# Busker? Let's talk.



## DesertRat (Feb 11, 2015)

Hey all! Sorry for being so quiet over the past few months; was dealing with a terminally ill sibling...even put my show on hiatus for a time.

Anyway, here's the deal: I have an internet radio show called Totally Random Radio. Some of you may remember it; I had Matt Derrick on it last year.

For those who haven't heard of it, it's a weekly (now twice a week) show where I spotlight basically whoever I want, for whatever reason I want.

My topics are usually Indie/Unsigned Artists, but I don't always stay on that path.

There's so much excellence in music out there if one would simply take the time to stop and listen, and most times it's right there in front of peoples faces: on a sidewalk, a street corner, subway entrance...

Buskers, this is your moment to shine! I want the world to hear you and your sound. I can offer nothing in compensation beyond exposure and bragging rights that you were featured on a radio show that has listeners all over the world.
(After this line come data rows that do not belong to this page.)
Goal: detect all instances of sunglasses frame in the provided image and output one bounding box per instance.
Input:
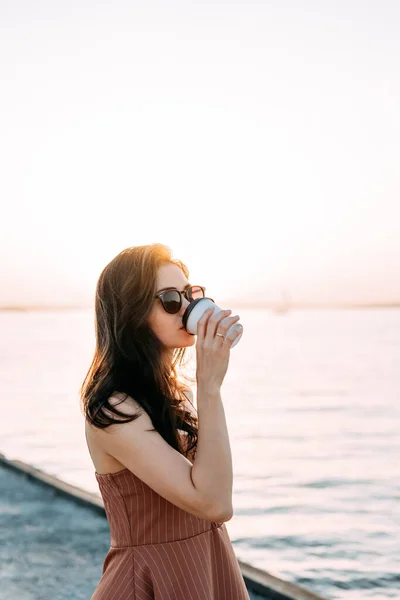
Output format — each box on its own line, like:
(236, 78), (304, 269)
(154, 285), (206, 314)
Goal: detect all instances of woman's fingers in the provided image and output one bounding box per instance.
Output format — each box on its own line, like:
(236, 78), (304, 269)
(195, 306), (243, 389)
(196, 306), (242, 344)
(224, 322), (243, 346)
(207, 311), (242, 342)
(205, 308), (233, 339)
(196, 307), (215, 340)
(215, 315), (241, 338)
(197, 307), (231, 340)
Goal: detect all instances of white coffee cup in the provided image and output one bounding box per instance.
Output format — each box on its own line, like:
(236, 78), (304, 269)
(182, 297), (243, 348)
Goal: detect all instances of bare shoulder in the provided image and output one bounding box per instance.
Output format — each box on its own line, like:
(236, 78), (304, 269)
(84, 387), (230, 520)
(85, 391), (146, 434)
(108, 391), (144, 416)
(85, 391), (154, 474)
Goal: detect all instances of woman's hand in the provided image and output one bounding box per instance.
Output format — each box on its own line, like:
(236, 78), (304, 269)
(195, 307), (243, 391)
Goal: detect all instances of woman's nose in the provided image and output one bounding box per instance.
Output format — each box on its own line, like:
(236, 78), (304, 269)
(180, 297), (190, 313)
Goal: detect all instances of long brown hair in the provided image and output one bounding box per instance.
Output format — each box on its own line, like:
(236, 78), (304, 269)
(80, 243), (198, 460)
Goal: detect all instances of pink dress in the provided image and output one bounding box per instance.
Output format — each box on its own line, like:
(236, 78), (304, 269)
(90, 467), (250, 599)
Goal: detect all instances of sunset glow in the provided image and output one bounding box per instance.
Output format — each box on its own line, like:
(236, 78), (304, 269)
(1, 1), (399, 308)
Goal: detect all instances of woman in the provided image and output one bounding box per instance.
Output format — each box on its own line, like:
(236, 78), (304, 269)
(81, 243), (249, 599)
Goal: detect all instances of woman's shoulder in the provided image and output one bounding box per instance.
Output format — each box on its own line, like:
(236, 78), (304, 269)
(106, 391), (145, 418)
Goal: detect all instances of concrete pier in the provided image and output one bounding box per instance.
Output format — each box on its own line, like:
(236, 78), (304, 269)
(0, 454), (326, 600)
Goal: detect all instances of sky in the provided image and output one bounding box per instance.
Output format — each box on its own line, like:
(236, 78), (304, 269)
(0, 0), (399, 308)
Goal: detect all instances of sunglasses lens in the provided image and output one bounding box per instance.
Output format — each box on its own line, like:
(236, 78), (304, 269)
(162, 290), (181, 313)
(190, 286), (205, 300)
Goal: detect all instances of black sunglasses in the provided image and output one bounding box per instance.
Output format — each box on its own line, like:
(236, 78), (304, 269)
(154, 285), (206, 314)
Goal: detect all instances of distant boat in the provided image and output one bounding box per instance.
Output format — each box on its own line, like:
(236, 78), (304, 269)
(272, 287), (291, 314)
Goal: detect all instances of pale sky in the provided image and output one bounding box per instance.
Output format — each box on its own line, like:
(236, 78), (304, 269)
(1, 1), (399, 307)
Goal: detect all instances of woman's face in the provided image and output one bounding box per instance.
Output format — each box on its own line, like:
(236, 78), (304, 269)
(148, 262), (196, 349)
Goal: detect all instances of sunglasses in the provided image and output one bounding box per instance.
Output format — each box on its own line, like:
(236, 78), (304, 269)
(154, 285), (206, 314)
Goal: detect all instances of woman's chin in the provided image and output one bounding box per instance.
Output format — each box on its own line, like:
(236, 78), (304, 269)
(176, 330), (196, 347)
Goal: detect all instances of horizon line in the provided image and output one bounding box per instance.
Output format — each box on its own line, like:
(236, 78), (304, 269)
(1, 301), (400, 311)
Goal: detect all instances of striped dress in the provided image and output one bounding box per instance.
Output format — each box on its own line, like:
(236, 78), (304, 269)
(90, 467), (250, 599)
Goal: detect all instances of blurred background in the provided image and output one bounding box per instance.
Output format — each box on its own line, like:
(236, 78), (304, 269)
(1, 1), (399, 599)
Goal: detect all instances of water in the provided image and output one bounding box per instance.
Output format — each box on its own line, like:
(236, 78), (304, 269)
(0, 308), (399, 600)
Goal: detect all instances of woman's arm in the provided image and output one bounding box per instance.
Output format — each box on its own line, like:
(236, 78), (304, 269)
(182, 388), (197, 464)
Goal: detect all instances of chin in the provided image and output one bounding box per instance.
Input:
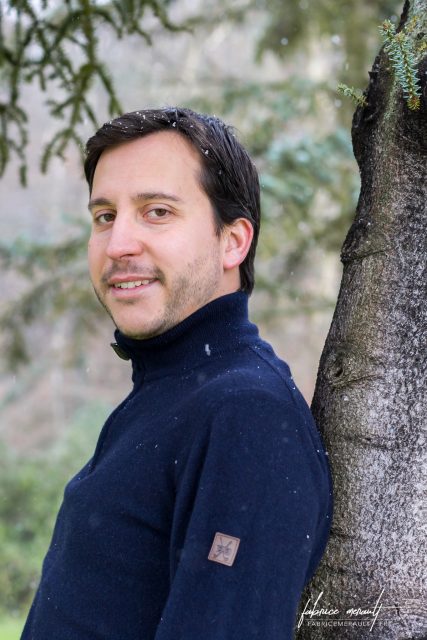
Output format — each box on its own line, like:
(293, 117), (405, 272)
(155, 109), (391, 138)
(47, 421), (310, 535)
(115, 319), (164, 340)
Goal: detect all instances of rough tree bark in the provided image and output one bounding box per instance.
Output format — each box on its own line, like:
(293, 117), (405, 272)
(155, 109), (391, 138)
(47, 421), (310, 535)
(296, 1), (426, 638)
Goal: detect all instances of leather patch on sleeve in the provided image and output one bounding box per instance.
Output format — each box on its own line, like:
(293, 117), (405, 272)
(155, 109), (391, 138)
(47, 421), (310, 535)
(208, 532), (240, 566)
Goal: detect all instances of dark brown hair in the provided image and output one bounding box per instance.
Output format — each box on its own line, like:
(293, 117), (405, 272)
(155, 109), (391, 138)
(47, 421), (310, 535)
(84, 107), (260, 294)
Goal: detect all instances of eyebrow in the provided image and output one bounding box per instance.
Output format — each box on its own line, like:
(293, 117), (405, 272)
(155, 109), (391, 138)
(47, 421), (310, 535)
(88, 191), (183, 212)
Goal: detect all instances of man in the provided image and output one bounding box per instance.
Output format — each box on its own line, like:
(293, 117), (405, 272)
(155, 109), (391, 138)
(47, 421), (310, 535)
(21, 107), (332, 639)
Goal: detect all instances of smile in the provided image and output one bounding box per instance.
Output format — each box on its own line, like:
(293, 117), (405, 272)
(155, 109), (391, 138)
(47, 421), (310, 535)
(113, 280), (156, 289)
So whadaya say? Want to give it a shot? Message me here.

If you have doubts (and I don't blame you if you do), Matt can tell you how chill I am.


----------



## CelticWanderer (Feb 14, 2015)

https://soundcloud.com/cage-pacer heres some shitty recordings of some songs my friend and I made
/edit, holy shit i havent listend to these in a /while/ its making me cringe.


----------